Air TransportSpirit Airlines is in talks with alternative investment firm Castlelake over a potential takeover, as the U.S. low-cost carrier seeks a way forward while operating under Chapter 11 bankruptcy protection, according to CNBC.
The airline filed for Chapter 11 in August last year, marking its second bankruptcy filing within a year, after a previous turnaround strategy failed to stabilize its finances. Spirit has been exploring multiple options to restructure its business or pursue a strategic transaction while continuing operations.
Discussions with Castlelake come after years of failed consolidation efforts. Fellow ultra-low-cost carrier Frontier Airlines had repeatedly held merger talks with Spirit, including in recent months, but no agreement was reached. A deal between the two carriers collapsed four years ago after JetBlue made a surprise all-cash offer, which was later blocked by a U.S. federal judge on antitrust grounds.

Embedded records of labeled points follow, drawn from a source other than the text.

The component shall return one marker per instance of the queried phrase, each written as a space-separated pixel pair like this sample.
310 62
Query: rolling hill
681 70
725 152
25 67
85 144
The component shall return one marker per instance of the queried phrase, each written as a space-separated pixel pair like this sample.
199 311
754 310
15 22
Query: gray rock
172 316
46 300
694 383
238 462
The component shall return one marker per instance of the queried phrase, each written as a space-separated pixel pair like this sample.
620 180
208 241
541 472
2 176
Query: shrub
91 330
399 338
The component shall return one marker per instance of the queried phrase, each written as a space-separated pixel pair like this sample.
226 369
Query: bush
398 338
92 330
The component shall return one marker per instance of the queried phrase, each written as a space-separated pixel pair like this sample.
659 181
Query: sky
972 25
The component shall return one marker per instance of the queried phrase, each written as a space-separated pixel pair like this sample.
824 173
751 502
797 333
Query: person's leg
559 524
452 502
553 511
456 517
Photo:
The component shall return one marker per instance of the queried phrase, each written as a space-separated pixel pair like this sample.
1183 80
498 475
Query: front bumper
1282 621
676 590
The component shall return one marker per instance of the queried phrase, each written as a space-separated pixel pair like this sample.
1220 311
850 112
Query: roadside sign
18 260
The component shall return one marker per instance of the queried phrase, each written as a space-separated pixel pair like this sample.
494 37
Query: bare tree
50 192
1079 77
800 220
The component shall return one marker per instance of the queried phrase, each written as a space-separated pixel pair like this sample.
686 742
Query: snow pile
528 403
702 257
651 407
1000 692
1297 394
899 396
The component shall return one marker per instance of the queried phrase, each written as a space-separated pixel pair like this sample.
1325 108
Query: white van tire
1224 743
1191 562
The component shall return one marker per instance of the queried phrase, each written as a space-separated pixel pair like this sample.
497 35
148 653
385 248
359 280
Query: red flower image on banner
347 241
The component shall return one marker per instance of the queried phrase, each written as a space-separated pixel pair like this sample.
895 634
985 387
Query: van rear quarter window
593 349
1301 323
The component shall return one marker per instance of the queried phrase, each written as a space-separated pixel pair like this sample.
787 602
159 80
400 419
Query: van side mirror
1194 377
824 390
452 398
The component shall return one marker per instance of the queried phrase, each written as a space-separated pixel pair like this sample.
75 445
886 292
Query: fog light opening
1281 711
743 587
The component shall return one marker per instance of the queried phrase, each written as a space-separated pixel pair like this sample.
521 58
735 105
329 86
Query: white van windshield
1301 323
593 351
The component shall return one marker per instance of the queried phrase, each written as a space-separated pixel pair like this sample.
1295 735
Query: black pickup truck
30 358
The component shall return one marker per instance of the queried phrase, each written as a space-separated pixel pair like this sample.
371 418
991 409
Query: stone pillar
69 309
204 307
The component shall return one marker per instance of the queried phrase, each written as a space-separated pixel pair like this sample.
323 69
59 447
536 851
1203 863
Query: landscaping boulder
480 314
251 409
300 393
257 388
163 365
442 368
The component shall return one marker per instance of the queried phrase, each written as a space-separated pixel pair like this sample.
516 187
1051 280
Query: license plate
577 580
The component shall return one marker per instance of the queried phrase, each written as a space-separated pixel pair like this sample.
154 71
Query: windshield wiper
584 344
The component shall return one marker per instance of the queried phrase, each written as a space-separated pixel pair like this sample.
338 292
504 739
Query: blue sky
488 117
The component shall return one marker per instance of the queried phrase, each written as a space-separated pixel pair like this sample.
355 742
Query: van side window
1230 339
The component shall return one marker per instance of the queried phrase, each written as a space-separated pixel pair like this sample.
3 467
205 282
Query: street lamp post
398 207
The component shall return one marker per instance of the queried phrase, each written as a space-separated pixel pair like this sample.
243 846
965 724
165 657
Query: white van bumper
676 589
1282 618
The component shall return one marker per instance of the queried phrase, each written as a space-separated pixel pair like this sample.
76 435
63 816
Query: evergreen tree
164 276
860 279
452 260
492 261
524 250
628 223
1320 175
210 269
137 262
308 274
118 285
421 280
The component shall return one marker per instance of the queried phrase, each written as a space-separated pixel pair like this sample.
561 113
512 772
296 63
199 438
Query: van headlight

Castlelake, based in Minneapolis, has been active in aviation finance for years and in August launched a new aviation lending platform, Merit AirFinance, with about $1.8 billion in deployable capital. It remains unclear whether Spirit, its bondholders and Castlelake will reach an agreement, or what structure a potential transaction could take.

As part of its bankruptcy process, Spirit has secured additional short-term funding from creditors, including a $50 million injection agreed in December. The airline said further financing would depend on progress toward either a standalone reorganization plan or a broader strategic deal.
To conserve cash, Spirit has reduced capacity, downsized its fleet and cut jobs. Labor unions agreed last year to wage concessions for pilots and flight attendants, totaling roughly $100 million, in an effort to support the airline’s restructuring and avoid liquidation.
Once known for steady profitability within the volatile U.S. airline market, Spirit has struggled since the pandemic. Rising labor and operating costs, shifts in passenger demand and intense domestic competition pushed fares lower, disproportionately affecting carriers focused on the U.S. market without premium cabins or lucrative loyalty programs.
The airline’s situation worsened after a widespread Pratt & Whitney engine recall grounded dozens of its Airbus aircraft starting in 2023, while the collapse of the planned JetBlue acquisition removed a potential exit strategy.
In recent years, Spirit has attempted to attract higher-spending travelers through bundled fares and upgraded seating options, but those efforts have yet to offset broader structural challenges.